Jukic: Nein, der Wunsch, Kinder zu haben, heißt ja nicht, sie gleich haben zu wollen. Ich frage mich: Gibt es überhaupt noch sportliche Ziele und wenn ja, welche? Mittlerweile ist es eigentlich schon viel zu wenig zu sagen, ich gehe ins Finale bei einer EM. Man will Medaillen, Rekorde. Höre ich also auf, wenn ich eigentlich am Höhepunkt meiner Karriere bin? Oder mache ich weiter, ohne die Garantie, das zu erreichen, was ich will? Ich bin mir noch nicht sicher.


Könnte es bis zu den nächsten Olympischen Spielen reichen?

Jukic: Es kann gut sein, aber genauso gut nicht. London ist 2012, das sind drei Jahre harter Arbeit. Da kann man vieles machen, vieles erreichen. Ich wäre 26, das ist kein Alter, wo man sagt: Du bist eine alte Oma und kannst nicht mehr mitschwimmen.
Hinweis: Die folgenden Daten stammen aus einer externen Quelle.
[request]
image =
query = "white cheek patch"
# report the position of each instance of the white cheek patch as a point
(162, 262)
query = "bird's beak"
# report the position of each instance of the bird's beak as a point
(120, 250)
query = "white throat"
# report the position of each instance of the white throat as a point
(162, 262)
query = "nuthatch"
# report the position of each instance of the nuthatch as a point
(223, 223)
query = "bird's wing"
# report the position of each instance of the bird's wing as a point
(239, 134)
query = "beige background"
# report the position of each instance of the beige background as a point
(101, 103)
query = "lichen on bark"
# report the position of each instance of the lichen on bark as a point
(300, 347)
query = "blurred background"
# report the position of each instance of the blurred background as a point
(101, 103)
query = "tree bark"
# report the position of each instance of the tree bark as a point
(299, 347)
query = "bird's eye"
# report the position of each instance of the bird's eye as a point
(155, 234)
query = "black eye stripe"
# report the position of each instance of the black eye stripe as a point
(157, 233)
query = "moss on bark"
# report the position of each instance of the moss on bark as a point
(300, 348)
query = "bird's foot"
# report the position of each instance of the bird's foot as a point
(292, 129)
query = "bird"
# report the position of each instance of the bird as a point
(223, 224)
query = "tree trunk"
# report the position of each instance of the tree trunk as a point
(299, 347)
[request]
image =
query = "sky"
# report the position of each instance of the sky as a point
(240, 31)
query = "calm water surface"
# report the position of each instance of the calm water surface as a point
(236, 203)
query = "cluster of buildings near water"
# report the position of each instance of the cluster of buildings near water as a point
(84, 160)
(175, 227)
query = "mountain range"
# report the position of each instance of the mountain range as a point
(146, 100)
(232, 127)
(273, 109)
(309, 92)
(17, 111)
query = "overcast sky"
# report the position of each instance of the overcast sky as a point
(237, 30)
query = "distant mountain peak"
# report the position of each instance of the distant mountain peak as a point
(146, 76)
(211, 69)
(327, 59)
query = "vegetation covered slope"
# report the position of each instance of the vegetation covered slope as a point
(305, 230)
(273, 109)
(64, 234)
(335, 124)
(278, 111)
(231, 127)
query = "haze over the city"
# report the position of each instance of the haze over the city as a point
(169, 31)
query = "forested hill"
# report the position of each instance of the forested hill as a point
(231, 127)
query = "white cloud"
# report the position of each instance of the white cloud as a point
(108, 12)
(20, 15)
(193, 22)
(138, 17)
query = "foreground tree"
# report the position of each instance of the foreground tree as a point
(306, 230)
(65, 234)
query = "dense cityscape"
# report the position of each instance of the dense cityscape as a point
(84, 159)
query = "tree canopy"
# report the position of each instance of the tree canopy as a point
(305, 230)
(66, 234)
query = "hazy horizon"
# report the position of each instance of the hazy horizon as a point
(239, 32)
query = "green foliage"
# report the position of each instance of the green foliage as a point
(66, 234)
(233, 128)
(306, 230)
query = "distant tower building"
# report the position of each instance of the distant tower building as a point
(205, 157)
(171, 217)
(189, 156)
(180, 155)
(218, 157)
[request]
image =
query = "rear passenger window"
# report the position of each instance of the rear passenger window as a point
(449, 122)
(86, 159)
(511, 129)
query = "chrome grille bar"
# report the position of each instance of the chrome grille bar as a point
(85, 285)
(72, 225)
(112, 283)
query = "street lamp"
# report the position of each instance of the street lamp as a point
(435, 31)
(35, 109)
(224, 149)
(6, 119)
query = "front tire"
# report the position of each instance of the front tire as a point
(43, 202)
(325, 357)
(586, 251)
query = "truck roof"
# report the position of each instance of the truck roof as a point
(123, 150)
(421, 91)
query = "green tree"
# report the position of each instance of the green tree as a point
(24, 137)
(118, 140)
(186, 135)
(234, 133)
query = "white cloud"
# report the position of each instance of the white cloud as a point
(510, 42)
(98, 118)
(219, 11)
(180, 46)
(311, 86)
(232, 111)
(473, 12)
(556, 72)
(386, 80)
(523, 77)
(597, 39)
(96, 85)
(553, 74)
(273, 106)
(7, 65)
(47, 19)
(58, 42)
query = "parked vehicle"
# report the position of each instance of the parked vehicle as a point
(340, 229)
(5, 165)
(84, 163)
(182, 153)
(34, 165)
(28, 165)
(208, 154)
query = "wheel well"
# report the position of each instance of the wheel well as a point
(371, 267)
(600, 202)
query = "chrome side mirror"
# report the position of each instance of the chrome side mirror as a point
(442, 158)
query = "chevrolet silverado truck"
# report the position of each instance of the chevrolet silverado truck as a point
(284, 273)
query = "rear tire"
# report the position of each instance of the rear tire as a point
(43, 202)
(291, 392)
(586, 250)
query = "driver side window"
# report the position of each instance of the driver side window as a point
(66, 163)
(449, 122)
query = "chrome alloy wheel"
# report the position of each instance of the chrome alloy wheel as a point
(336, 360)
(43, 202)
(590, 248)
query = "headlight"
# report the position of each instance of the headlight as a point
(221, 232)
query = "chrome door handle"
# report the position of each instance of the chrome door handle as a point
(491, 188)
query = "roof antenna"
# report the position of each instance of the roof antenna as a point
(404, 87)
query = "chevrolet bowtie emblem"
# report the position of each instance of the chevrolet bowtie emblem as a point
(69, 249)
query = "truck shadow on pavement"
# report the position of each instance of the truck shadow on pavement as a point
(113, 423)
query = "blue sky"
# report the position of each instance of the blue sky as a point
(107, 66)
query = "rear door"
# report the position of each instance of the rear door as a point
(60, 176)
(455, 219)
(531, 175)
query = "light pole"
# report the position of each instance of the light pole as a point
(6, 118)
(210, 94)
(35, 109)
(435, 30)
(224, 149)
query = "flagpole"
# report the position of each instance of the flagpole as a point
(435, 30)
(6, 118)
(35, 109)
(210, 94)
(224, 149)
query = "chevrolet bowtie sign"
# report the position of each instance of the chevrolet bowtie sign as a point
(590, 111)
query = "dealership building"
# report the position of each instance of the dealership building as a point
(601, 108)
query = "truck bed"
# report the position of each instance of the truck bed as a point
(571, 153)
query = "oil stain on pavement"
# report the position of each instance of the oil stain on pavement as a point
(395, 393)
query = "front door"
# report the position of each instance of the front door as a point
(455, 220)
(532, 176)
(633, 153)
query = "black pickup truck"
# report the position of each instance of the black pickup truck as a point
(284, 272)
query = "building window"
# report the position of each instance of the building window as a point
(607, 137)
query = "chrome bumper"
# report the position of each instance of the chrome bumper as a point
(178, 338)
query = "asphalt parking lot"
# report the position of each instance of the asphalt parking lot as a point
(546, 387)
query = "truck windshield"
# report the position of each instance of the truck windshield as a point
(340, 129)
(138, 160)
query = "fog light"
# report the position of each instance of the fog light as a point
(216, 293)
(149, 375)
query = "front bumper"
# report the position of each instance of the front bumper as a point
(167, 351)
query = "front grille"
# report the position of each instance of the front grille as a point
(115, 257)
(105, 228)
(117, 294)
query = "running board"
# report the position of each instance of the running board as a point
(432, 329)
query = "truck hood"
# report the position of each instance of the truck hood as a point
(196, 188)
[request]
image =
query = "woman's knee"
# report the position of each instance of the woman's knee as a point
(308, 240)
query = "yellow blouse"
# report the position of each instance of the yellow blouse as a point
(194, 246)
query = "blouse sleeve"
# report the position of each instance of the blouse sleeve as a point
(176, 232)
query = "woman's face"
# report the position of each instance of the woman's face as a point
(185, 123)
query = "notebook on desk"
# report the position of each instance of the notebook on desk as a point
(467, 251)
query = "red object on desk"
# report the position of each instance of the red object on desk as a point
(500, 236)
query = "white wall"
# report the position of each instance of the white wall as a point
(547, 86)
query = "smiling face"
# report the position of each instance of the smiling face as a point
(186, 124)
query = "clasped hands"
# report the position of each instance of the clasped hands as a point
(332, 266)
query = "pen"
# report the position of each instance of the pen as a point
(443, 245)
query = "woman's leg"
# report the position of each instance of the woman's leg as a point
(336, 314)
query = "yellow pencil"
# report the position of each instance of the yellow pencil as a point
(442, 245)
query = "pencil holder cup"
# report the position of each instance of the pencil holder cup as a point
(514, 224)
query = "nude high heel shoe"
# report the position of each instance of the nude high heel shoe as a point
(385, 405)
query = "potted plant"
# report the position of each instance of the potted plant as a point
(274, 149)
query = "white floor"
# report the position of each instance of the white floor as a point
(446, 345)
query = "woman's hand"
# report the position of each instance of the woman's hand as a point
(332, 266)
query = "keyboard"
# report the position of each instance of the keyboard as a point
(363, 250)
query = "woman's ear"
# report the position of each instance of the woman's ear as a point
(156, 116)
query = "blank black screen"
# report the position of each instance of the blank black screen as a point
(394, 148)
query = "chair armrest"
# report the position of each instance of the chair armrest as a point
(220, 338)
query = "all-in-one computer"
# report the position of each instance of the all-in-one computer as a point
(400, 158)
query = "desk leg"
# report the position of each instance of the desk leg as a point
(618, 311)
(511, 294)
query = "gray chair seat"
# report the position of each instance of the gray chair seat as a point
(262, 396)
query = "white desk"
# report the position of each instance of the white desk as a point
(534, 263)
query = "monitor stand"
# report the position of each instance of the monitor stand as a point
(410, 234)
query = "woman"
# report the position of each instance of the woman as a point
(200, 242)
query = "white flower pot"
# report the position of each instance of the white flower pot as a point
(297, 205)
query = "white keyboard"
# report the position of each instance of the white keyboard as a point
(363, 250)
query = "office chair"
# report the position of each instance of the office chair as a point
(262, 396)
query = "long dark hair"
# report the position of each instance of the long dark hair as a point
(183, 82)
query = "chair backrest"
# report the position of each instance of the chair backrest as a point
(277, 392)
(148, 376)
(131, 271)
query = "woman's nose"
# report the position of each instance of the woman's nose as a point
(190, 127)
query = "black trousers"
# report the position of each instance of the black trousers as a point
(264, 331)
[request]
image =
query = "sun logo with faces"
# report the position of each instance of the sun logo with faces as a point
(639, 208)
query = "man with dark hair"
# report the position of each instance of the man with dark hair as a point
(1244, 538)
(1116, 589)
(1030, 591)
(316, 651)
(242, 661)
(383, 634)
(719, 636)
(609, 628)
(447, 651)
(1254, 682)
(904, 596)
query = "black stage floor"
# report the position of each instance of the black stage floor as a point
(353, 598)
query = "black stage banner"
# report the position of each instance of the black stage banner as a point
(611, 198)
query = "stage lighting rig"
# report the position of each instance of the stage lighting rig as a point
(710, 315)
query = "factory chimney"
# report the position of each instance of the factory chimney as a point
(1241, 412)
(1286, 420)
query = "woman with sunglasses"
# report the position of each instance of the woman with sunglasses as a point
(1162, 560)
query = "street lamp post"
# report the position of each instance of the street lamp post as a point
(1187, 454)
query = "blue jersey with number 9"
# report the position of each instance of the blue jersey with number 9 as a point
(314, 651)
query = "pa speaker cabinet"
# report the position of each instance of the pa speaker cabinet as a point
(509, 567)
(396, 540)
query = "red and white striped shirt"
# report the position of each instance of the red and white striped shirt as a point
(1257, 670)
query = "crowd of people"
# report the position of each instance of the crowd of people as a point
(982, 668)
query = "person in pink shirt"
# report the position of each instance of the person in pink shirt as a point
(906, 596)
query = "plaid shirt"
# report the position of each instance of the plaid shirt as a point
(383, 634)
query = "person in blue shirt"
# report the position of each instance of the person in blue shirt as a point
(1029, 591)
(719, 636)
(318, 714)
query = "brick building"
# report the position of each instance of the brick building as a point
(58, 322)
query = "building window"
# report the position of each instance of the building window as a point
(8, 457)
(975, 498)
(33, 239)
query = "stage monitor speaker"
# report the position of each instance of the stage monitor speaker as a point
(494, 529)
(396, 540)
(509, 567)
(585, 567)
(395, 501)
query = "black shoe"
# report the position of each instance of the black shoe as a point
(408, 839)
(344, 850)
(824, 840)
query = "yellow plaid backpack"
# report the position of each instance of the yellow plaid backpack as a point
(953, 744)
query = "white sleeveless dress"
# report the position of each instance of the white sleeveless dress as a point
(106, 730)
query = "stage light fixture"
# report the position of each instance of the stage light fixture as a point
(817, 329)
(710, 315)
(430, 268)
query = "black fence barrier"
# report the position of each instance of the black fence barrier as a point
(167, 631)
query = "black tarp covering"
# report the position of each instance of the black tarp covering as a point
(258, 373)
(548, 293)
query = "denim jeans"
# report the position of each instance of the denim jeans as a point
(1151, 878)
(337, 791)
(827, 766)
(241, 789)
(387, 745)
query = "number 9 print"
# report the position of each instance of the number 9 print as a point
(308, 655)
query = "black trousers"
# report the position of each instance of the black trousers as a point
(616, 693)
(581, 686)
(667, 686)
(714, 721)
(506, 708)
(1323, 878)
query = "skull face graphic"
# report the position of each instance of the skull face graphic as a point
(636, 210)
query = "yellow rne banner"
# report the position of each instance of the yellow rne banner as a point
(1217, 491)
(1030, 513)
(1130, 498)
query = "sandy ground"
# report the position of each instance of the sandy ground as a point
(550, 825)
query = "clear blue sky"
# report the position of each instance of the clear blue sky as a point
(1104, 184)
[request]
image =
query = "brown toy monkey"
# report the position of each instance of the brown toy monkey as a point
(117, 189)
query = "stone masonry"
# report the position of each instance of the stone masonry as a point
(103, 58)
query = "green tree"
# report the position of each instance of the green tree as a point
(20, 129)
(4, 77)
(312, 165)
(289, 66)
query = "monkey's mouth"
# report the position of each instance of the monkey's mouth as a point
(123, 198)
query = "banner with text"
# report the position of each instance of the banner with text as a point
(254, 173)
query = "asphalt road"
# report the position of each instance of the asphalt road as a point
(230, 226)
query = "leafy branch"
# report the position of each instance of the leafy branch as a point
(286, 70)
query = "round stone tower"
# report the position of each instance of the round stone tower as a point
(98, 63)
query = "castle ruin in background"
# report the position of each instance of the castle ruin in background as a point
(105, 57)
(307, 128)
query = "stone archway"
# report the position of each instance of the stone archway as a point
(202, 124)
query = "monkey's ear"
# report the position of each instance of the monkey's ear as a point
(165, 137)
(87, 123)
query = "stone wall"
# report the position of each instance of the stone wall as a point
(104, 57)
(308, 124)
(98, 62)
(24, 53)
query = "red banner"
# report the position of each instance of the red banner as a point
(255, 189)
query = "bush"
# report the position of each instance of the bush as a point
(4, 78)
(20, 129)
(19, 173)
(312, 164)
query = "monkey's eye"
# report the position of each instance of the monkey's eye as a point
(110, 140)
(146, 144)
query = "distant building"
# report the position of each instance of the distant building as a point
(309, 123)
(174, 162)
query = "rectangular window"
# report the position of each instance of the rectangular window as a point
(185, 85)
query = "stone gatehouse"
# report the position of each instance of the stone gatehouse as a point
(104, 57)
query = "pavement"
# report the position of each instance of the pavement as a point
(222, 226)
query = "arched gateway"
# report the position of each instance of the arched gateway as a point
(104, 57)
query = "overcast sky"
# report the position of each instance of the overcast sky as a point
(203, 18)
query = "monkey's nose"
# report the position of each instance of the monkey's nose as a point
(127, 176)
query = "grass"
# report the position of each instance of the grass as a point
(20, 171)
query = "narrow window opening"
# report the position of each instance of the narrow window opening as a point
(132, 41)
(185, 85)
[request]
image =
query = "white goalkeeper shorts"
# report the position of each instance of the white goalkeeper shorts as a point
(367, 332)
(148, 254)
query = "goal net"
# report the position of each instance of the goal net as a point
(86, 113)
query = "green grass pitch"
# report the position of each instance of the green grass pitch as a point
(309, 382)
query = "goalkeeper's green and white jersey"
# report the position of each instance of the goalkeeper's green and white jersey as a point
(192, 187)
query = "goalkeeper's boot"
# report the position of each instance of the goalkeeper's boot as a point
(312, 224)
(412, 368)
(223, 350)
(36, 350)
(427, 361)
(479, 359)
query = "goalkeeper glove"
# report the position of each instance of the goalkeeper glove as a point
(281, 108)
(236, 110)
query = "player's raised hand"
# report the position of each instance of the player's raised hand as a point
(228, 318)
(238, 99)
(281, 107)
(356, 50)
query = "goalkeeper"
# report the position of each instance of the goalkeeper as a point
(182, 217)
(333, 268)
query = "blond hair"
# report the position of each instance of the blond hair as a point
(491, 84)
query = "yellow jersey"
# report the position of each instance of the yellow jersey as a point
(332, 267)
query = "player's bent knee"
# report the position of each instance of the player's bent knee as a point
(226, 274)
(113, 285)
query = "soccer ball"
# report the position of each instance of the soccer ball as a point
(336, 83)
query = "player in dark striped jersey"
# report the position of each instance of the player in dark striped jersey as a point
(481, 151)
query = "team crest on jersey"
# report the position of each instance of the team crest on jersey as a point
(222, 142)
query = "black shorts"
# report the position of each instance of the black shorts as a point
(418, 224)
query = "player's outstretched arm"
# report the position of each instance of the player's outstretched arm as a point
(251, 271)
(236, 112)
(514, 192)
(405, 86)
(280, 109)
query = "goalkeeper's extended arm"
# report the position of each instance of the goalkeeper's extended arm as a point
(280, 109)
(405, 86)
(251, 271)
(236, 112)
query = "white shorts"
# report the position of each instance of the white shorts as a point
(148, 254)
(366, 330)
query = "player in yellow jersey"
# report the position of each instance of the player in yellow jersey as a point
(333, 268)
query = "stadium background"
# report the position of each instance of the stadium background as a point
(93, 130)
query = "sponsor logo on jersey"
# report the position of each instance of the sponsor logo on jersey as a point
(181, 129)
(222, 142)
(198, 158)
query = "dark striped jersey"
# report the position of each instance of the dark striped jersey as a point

Es ist alles machbar.

Bisher erschienen: Eva Dichand (7.12.), Eser Akbaba (21.12.), Erich Leitenberger (24.12.), Brigitte Bierlein (28.12.), Wolf D. Prix (29.12.), Berthold Salomon (31.12.), Helmut Draxler (4.1.).

ZUR PERSON


Mirna Jukic, 23, wurde in Kroatien geboren. 1999 kam sie nach Wien, 2000 erhielt sie die Staatsbürgerschaft. Sie ist Österreichs erfolgreichste Schwimmerin der Vorjahre. Bronze über 100 Meter Brust bei den Olympischen Spielen in Peking 2008, „Sportlerin des Jahres“. Bronze über 200 Meter Brust bei der WM in Rom 2009. Jukic (im Bild mit „Presse“-Redakteurin Pöll) studiert Publizistik- und Kommunikationswissenschaft in Wien.